Anonymising Data on a Magento Development Site

Often when copying data from a production website to a development environment, common requests from clients is to obfuscate customer data to remove any resemblance of real customer information. So how do we go about anonymising data on a Magento development site?

It’s important to note the areas of data that will need to be scrambled. The most important ones are the following.

  • Customer account information
  • Customer address information
  • Order information
  • Newsletter subscription information

Magento contains methods that allow us to manipulate information within the database via the use of the getter and setter methods.

Therefore we can create a quick and simple module to install on a development environment to help us achieve this.

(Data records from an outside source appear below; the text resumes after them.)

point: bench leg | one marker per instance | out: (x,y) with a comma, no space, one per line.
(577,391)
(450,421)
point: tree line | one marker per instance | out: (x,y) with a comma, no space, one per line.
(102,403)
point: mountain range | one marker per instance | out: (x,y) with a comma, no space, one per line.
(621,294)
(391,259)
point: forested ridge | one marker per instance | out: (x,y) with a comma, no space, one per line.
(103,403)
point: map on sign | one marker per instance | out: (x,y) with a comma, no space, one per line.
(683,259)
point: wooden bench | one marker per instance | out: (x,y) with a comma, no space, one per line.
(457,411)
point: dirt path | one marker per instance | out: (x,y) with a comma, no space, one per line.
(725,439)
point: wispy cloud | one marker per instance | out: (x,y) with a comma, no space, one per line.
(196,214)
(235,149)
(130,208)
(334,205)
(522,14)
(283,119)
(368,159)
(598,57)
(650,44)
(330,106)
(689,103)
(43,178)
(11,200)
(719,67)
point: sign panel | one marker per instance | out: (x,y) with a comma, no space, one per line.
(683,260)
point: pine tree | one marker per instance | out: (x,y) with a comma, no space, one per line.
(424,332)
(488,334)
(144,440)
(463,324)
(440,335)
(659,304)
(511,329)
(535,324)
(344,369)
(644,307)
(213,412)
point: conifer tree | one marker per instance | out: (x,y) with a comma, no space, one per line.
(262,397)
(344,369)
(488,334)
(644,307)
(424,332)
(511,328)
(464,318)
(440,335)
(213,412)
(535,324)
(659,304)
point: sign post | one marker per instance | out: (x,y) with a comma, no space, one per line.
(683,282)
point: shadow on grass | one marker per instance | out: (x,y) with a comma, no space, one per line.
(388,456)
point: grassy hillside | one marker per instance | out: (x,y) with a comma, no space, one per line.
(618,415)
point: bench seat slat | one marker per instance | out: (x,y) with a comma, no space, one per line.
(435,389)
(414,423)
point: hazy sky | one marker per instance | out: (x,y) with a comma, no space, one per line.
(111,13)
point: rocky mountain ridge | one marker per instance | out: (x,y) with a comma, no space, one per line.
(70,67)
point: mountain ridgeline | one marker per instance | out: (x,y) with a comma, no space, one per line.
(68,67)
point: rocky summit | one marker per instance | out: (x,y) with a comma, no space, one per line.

As always, we need to start with the module declaration file. The module will be called Anonymous_Data.

<?xml version="1.0"?>
<config>
    <modules>
        <Anonymous_Data>
            <codePool>local</codePool>
            <active>true</active>
        </Anonymous_Data>
    </modules>
</config>

Now add the module’s config.xml configuration file.

<?xml version="1.0"?>
<config>
    <global>
        <blocks>
            <anonymous>
                <class>Anonymous_Data_Block_Adminhtml</class>
            </anonymous>
        </blocks>
        <helpers>
            <anonymous>
                <class>Anonymous_Data_Helper</class>
            </anonymous>
        </helpers>
        <models>
            <anonymous>
                <class>Anonymous_Data_Model_Adminhtml</class>
            </anonymous>
        </models>
    </global>
    <admin>
        <routers>
            <adminhtml>
                <args>
                    <modules>
                        <anonymous after="Mage_Adminhtml">Anonymous_Data_Adminhtml</anonymous>
                    </modules>
                </args>
            </adminhtml>
        </routers>
    </admin>
    <adminhtml>
        <layout>
            <updates>
                <anonymous>
                    <file>anonymous.xml</file>
                </anonymous>
            </updates>
        </layout>
    </adminhtml>
</config>

It is common to add a helper file that will assist with any translations of items within our module.

<?php
class Anonymous_Data_Helper_Data extends Mage_Core_Helper_Abstract
{
}

Now for the models. For simplicity, we’ll split the different data into separate model files. These being:

  • Customer.php – for customer data and their related address and order information.
  • Guestorder.php – for guest order data information.
  • Newsletter.php – for newsletter email address information.
<?php
class Anonymous_Data_Model_Adminhtml_Customer extends Anonymous_Data_Model_Adminhtml_Abstract
{
    public function __construct()
    {
        $this->_init('anonymous/customer');
    }
}
<?php
class Anonymous_Data_Model_Adminhtml_Guestorder extends Anonymous_Data_Model_Adminhtml_Abstract
{
    public function __construct()
    {
        $this->_init('anonymous/guestorder');
    }
}
<?php
class Anonymous_Data_Model_Adminhtml_Newsletter extends Anonymous_Data_Model_Adminhtml_Abstract
{
    public function __construct()
    {
        $this->_init('anonymous/newsletter');
    }
}

There will also be an Abstract.php file that will contain methods about the number of random characters to use and some other information.

<?php
class Anonymous_Data_Model_Adminhtml_Abstract extends Mage_Core_Model_Abstract
{

    const CHARACTER_SET = 'abcdefghijklmnopqrstuvwxyz';

    const RANDOM_CHAR_LENGTH = 8;

    protected $_randomFirstname;

    protected $_randomLastname;

    protected $_randomEmailAddress;

    public function getRandomCharString()
    {
        return substr(str_shuffle(self::CHARACTER_SET), 0, self::RANDOM_CHAR_LENGTH);
    }

    public function getRandom10DigitTelephone()
    {
        return rand(1111111111,9999999999);
    }

    public function getRandomEmailAddress($email)
    {
        $parts = explode('@', $email);
        $randomEmailPart = $this->getRandomCharString();

        return $this->_randomEmailAddress = $randomEmailPart. '@' . $parts[1];
    }
}

There are a few things to note from this file.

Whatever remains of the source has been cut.